I suspect not everyone waited, or just ignored the advice we gave and then years later when they then sold on the house, they wouold be back asking us to rush through a retrospective planning application as the purchasers solicitor had noticed that the conservatory had not got planning permission and becasue of this, was now holding up the sale!
However, in some cases it is more difficult to determine, for example if it is self build and you could actually be in occupation before the property is fully completed. In those circumstances it can get a bit complicated and you would need to see exactly how th eproperty was occupied and what facilities it provided and then make a judgement on whether it could be considered to be a dwellinghouse or not, but I suspect this is not relevant in your case.
Nowadays queries like your about PD rights are normally dealt with by means of an application for a Lawful Development Certificate under s192. This will not be judged in terms of compliance with planning policy but by planning law and whether or not you can do the works lawfully without the need for planning permission (or some other consent). As such, scuh applications are often dealt with by a lawyer as opposed to a planning officer.
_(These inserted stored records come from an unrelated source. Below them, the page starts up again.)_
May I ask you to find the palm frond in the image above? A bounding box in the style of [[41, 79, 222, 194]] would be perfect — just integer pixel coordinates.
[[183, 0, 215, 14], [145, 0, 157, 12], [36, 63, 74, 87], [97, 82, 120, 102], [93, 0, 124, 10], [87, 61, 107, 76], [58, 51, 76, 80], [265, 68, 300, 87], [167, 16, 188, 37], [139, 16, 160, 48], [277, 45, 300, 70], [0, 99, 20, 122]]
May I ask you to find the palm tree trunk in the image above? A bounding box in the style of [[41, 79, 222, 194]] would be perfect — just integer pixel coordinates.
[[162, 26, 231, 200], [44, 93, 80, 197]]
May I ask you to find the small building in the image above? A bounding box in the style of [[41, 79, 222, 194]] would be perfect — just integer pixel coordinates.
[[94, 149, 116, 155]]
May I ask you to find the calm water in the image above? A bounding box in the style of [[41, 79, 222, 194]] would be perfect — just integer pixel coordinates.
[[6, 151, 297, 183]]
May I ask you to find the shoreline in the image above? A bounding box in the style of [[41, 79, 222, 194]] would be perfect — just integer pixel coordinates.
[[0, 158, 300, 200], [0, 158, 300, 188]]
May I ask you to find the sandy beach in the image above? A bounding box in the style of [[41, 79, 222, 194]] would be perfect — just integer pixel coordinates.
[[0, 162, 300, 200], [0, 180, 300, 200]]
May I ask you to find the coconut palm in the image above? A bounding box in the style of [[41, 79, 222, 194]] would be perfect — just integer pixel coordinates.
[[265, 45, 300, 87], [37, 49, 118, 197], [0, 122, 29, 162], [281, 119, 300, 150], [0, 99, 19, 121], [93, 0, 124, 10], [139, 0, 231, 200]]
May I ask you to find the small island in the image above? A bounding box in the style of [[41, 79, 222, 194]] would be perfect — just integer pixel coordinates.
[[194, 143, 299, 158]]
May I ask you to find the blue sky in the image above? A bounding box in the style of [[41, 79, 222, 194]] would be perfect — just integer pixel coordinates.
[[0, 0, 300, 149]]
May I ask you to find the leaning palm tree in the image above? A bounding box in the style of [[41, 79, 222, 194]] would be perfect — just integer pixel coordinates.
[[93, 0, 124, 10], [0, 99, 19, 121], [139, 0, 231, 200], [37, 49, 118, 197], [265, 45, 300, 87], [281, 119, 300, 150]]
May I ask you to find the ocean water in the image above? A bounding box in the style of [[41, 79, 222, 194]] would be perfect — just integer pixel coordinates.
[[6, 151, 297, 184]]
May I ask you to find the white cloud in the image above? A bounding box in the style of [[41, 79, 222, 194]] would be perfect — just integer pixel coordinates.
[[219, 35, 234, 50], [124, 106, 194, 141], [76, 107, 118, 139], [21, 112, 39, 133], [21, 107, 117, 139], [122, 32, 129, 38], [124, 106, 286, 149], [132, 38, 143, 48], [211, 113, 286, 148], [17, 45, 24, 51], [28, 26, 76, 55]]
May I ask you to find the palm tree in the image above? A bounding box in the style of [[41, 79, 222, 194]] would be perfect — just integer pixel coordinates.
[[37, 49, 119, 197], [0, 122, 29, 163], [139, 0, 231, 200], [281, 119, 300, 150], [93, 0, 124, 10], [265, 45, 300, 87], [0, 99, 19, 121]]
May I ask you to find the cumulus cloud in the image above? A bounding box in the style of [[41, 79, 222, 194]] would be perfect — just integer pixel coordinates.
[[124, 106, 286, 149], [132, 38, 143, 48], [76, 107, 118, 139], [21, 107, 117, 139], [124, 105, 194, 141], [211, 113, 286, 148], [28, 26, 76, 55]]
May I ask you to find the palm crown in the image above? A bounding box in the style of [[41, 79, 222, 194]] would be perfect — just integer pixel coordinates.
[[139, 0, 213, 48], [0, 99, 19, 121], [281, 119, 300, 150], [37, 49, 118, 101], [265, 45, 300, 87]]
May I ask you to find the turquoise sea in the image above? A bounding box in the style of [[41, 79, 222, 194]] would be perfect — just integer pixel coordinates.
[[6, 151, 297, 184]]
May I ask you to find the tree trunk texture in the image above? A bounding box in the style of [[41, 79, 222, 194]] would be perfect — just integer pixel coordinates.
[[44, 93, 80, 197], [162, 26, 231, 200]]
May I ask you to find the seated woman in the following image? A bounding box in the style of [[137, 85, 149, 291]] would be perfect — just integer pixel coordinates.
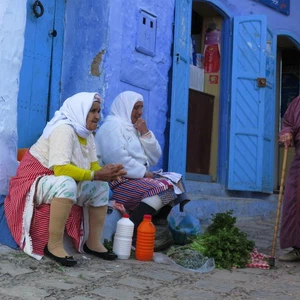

So in answer to your original question, it needs to be substantially completed and occupied with people living there.
Hope this helps.
ZOREN CHEEK, modified 9 Months ago.New Member Posts: 3 Join Date: 02/10/22 Recent Posts
Thanks for that and my apologies for the delayed response I was not aware of your post.
To cap this off, everything that has been said by both you and others is clear, I am familiar with the Gravesham case and others, the question was actually for a self build which was approved PP at the time 2021 'ish the new GPDO 'extra lift' law was introduced. I was attempting to retrospectively understand the law.
I was delayed by circa 2 years whilst the LA attempted to block PP as they misadvised on matters which then created extra delays that stopped me from building and occupying the scheme thus therefore benfitting from PD and going up anpther level to change the flat roof to loft space.
I think that the only option is to go back in and try to gain PP for it.